The California High Speed Rail project will go a long way in connecting most of the State’s population by rail with high capacity service. More funding for it will be needed to speed up construction to have an impact to meet these new GHG goals. Phase 1 from Anaheim to San Francisco is now planned to open by 2029. High Speed Rail service is the trunk line, but to fully function it needs branch lines to feed passengers to it for it to serve most of California and make the most impact towards reducing GHG. There are plans to connect High Speed Rail with Los Angeles Metrorail, Metrolink, Pacific Surliners, Caltrain, BART, ACE, Capitol Corridor and San Joaquin trains. More funding is needed to expand some of these services with more equipment and track work to run more trains and carry more people. More new locomotives are needed which will be much lower in emitting GHG. These might include hybrid locomotives with batteries and cleaner burning engines.
On top of this we need an enlarged system of feeder bus services both to connect rail service to more places in California and to provide improved intercity service to more places not possible now to get to without a car. The California Thruway Bus service connecting to local Amtrak trains in the State has a major impact in increasing ridership to the California Amtrak trains. The Thruway buses do this without the need for subsidy. More bus service on this model needs to be expanded to more places. This means filling up these buses with passengers connecting to trains as well as passengers traveling to points between train stations. What will be needed is to get bus operators to coordinate and expand their services to enlarge their markets and be able to transfer passengers to travel to more places by bus and rail. This will mean joint ticketing between carriers along the lines of what airlines do with connecting services between different airlines. This service would also need good connections to local transit. Intercity bus services are doing this now by using transportation centers for their bus stops. This will greatly increase the number of people traveling by bus and should reduce auto travel.
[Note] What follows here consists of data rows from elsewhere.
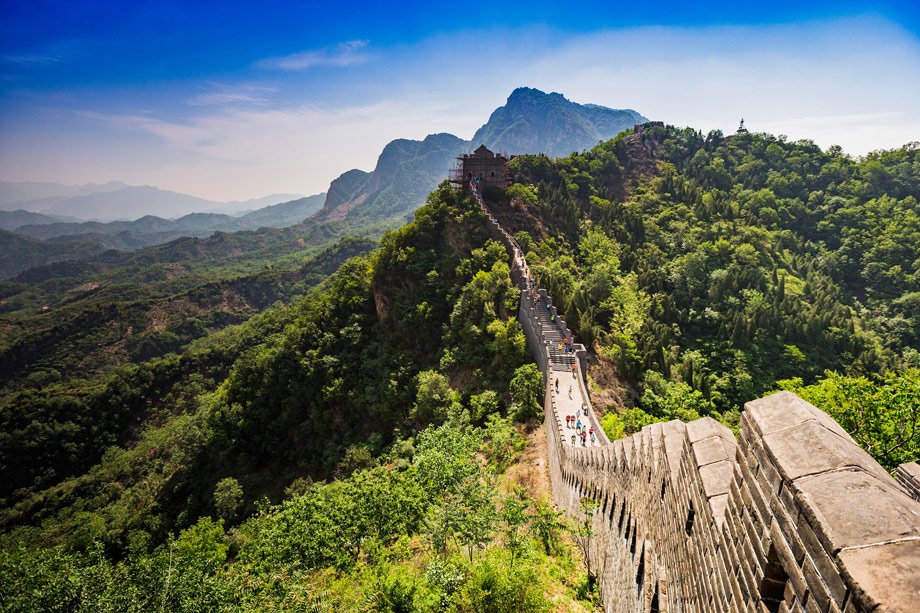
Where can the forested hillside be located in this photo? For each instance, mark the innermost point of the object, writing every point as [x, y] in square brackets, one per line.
[358, 446]
[708, 270]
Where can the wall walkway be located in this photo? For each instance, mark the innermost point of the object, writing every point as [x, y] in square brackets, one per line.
[790, 516]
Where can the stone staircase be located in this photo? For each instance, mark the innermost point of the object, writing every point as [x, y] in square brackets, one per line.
[792, 515]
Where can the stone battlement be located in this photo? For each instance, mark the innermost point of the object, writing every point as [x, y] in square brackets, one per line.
[791, 516]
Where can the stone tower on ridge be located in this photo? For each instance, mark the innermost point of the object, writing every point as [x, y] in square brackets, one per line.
[487, 168]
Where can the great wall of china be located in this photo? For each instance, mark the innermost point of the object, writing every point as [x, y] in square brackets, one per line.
[791, 516]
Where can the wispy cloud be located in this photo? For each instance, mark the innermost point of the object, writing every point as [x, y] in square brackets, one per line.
[221, 94]
[347, 53]
[31, 59]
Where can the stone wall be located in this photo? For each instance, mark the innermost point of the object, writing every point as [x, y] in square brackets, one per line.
[792, 515]
[908, 476]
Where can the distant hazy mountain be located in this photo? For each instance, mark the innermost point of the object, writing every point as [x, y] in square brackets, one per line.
[284, 214]
[535, 122]
[18, 253]
[153, 230]
[117, 201]
[530, 122]
[130, 203]
[10, 220]
[241, 207]
[406, 171]
[13, 195]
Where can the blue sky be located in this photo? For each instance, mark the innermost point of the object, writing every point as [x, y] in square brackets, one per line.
[239, 99]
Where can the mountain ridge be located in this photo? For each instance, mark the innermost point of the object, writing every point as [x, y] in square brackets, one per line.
[407, 170]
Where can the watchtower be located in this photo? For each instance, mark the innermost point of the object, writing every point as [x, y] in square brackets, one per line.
[483, 167]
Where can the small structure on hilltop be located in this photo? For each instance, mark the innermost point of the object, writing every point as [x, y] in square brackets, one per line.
[482, 167]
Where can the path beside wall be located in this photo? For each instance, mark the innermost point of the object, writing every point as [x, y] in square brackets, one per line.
[791, 516]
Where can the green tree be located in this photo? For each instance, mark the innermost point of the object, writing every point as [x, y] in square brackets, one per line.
[526, 392]
[228, 498]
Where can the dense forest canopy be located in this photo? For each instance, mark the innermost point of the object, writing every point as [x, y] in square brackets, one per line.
[358, 445]
[708, 269]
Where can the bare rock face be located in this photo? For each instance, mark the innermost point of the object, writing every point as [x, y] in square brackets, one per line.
[532, 121]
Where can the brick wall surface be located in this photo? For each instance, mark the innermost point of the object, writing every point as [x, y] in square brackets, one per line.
[792, 515]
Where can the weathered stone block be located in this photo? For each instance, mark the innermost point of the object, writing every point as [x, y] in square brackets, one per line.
[884, 577]
[874, 510]
[785, 410]
[810, 448]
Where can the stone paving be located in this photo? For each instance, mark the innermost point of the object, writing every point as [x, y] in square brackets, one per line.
[571, 397]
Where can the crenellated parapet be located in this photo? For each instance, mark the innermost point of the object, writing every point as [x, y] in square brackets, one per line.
[792, 515]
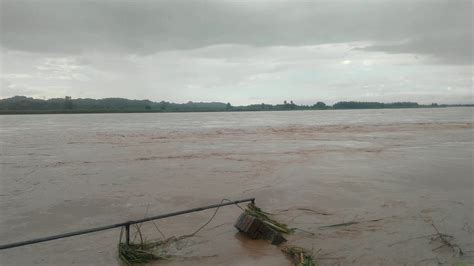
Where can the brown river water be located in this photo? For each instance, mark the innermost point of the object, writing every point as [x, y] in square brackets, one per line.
[394, 172]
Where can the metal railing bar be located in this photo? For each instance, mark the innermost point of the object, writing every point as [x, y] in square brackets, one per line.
[112, 226]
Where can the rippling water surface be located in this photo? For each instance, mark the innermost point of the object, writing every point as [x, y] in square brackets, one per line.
[407, 167]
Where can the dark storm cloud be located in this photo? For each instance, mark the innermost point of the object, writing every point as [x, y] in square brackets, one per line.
[439, 28]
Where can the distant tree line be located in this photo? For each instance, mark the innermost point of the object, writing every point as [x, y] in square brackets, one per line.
[22, 104]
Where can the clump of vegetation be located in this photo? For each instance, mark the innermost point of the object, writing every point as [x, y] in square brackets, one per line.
[142, 253]
[299, 256]
[265, 217]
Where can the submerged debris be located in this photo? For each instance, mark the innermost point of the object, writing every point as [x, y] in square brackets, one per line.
[257, 224]
[138, 253]
[299, 256]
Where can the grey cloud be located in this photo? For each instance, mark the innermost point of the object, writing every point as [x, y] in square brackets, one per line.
[439, 28]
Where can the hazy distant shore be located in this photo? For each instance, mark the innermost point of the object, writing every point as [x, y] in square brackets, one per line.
[27, 105]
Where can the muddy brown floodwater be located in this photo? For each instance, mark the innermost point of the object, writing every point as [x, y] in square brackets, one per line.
[393, 171]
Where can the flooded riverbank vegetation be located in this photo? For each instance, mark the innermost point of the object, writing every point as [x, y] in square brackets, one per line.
[26, 105]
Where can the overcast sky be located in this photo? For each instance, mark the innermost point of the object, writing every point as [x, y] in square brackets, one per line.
[239, 51]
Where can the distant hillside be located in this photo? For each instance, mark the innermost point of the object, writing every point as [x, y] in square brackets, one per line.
[27, 105]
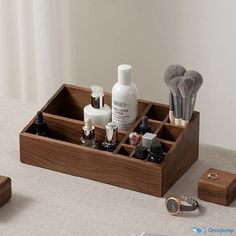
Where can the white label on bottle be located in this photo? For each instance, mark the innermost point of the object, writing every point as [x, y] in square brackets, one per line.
[123, 114]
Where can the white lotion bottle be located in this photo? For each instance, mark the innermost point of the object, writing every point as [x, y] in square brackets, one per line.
[98, 112]
[124, 99]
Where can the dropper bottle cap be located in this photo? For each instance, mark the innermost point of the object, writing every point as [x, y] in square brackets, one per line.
[125, 74]
[97, 96]
[144, 127]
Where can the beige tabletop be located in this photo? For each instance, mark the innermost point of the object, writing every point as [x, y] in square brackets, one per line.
[50, 203]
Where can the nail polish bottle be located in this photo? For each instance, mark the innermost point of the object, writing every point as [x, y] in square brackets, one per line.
[40, 125]
[156, 153]
[134, 138]
[88, 134]
[110, 142]
[144, 127]
[148, 139]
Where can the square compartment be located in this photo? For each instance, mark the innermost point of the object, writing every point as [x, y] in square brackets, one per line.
[158, 112]
[169, 133]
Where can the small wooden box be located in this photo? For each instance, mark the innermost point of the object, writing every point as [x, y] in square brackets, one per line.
[5, 189]
[221, 190]
[62, 150]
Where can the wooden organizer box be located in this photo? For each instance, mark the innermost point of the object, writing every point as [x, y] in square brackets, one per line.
[63, 152]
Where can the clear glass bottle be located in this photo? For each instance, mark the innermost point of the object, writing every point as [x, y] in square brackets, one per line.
[97, 111]
[88, 134]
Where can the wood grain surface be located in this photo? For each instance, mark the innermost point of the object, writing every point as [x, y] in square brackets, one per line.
[63, 152]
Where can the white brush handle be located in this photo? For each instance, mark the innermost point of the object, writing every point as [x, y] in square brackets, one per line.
[171, 117]
[178, 121]
[184, 123]
[193, 101]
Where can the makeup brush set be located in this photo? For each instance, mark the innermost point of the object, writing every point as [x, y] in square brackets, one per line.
[183, 86]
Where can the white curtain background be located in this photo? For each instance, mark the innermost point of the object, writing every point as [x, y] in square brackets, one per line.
[35, 48]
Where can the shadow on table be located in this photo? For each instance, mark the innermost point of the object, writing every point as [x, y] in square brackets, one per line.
[14, 207]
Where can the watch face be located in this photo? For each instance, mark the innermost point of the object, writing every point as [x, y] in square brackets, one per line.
[173, 206]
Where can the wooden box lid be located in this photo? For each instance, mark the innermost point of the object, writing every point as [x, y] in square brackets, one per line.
[217, 186]
[5, 189]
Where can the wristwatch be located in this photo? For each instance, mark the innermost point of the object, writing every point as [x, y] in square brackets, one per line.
[174, 204]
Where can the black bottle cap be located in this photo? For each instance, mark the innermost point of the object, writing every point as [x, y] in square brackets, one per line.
[141, 152]
[156, 153]
[144, 127]
[156, 148]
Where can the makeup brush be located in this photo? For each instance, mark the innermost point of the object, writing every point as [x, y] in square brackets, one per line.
[186, 89]
[173, 86]
[198, 80]
[171, 72]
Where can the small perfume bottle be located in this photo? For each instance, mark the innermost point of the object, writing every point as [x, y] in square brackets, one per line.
[110, 142]
[156, 153]
[88, 134]
[40, 126]
[97, 111]
[141, 152]
[134, 138]
[144, 127]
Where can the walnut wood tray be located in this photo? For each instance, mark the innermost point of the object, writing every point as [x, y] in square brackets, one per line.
[62, 150]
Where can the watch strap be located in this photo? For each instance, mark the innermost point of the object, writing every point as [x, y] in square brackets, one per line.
[193, 204]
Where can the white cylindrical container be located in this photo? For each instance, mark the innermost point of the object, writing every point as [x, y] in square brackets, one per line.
[98, 112]
[124, 99]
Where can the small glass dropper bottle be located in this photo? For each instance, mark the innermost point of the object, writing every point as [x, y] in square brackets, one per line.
[88, 134]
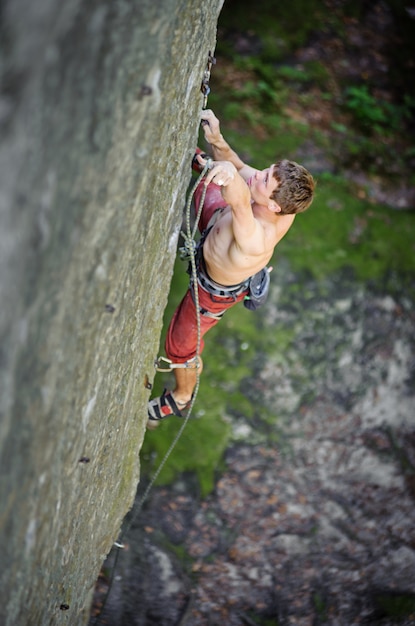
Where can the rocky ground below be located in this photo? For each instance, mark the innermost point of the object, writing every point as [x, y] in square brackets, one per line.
[312, 520]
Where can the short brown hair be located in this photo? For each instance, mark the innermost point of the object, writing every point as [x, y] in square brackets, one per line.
[296, 185]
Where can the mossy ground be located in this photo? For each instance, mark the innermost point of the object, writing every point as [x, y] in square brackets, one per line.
[344, 229]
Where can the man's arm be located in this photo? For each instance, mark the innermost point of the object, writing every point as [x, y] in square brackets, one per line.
[247, 232]
[220, 147]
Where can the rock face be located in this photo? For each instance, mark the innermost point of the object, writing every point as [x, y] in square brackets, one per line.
[99, 118]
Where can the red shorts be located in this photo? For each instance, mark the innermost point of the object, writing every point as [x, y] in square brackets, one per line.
[181, 340]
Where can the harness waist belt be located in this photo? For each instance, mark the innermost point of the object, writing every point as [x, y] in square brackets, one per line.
[216, 289]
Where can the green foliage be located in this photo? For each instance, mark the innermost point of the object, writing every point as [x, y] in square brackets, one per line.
[340, 231]
[374, 115]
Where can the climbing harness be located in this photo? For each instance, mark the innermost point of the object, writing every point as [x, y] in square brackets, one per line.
[191, 364]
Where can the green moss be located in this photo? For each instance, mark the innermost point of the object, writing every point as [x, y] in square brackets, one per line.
[397, 605]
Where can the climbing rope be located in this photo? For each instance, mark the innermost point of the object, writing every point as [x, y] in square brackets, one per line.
[190, 246]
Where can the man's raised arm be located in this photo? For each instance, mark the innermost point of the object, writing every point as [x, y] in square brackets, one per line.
[220, 147]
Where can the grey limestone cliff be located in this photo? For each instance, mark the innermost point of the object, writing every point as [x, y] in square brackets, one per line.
[99, 116]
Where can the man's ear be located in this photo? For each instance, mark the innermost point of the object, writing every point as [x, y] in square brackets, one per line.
[274, 207]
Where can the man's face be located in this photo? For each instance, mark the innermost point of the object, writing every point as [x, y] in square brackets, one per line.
[262, 184]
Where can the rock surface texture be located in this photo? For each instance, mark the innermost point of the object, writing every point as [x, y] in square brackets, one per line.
[99, 117]
[312, 520]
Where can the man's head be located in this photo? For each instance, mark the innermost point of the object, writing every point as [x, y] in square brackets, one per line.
[295, 190]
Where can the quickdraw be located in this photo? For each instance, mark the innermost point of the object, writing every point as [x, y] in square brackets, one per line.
[191, 364]
[204, 88]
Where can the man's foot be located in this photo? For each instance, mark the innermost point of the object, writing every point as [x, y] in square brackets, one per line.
[196, 167]
[165, 406]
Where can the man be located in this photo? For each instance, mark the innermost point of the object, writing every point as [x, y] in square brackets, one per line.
[245, 214]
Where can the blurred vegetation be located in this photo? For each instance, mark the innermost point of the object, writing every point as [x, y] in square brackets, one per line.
[286, 85]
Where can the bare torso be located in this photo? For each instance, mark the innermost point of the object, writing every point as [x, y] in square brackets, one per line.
[227, 262]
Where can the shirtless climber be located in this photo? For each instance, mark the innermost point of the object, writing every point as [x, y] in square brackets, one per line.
[246, 213]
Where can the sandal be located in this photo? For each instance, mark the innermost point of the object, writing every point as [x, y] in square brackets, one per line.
[164, 406]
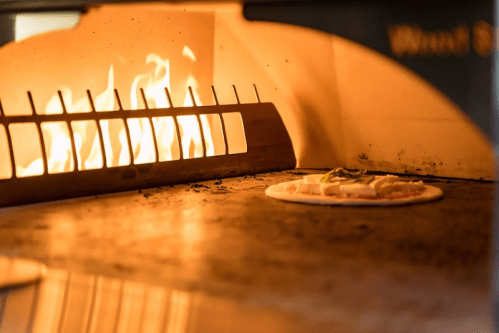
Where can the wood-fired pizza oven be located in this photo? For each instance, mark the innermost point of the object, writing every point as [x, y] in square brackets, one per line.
[160, 124]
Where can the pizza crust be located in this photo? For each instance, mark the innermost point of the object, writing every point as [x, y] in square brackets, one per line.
[279, 192]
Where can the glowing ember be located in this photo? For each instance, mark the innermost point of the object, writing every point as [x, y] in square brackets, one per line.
[87, 144]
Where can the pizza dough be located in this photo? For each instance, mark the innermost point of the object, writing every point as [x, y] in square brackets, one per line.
[346, 188]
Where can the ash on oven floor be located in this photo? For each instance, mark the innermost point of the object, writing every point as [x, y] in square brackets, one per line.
[427, 263]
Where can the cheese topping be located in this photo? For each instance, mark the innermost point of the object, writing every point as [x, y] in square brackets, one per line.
[341, 182]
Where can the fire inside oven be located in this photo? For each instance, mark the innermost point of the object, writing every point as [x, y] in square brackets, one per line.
[139, 95]
[134, 137]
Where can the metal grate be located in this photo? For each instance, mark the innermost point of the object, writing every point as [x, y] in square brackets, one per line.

GHG emissions can be reduced further by encouraging greater use of electric buses, for both transit and intercity service in the state. Even electric semi tractor trucks are now being developed. Electric buses are now in production which have lower operating costs than conventional buses.
Critical to reducing GHG is changes in land development that require will less driving. This means making it easier to live in places that are closer to transit, shopping, services and employment. Often this means being close enough to walk or ride a bike to. Californians are increasingly living near rail transit stations to travel to stores, services and jobs. Transportation centers increasingly have development being built around them which increases ridership at these centers. Transportation centers will need expanded parking for bicycles and improved bus service for more connections to more places. Transportation centers increasingly are becoming a destination in their own right. A good example of this is in the plans for development next to Los Angeles Union Station which will be building in the next 5 to 10 years.
These changes doesn’t mean the end of the private automobile. But alternative forms of transportation will be needed for the new development needed to reduce driving in the urban areas of California and reduce GHG. Most of this new development will come about through private investment. More government spending will be needed to improve existing railroads for expanded passenger and freight service. The new commercial and residential development made possible by expanded rail passenger service will be drawn to areas around transportation centers. We are already seeing this happen at several train station/ transportation centers in the State.
The only constant in life is change. Good transportation is central to a growing economy. If California is serious about reducing Greenhouse Gas emissions and a growing economy this will mean more rail passenger service, transit, walking, bicycling as well as shorter distances to jobs, services and entertainment. Creating these alternative to driving will work together to make traveling faster and more convenient than driving on congested roads and looking for parking. Increasingly in urban areas the cost of driving is out of reach for people who also have trouble finding affordable housing. The solutions to all of these problems boil down to increased efficiency and better land use possible with improved rail passenger service.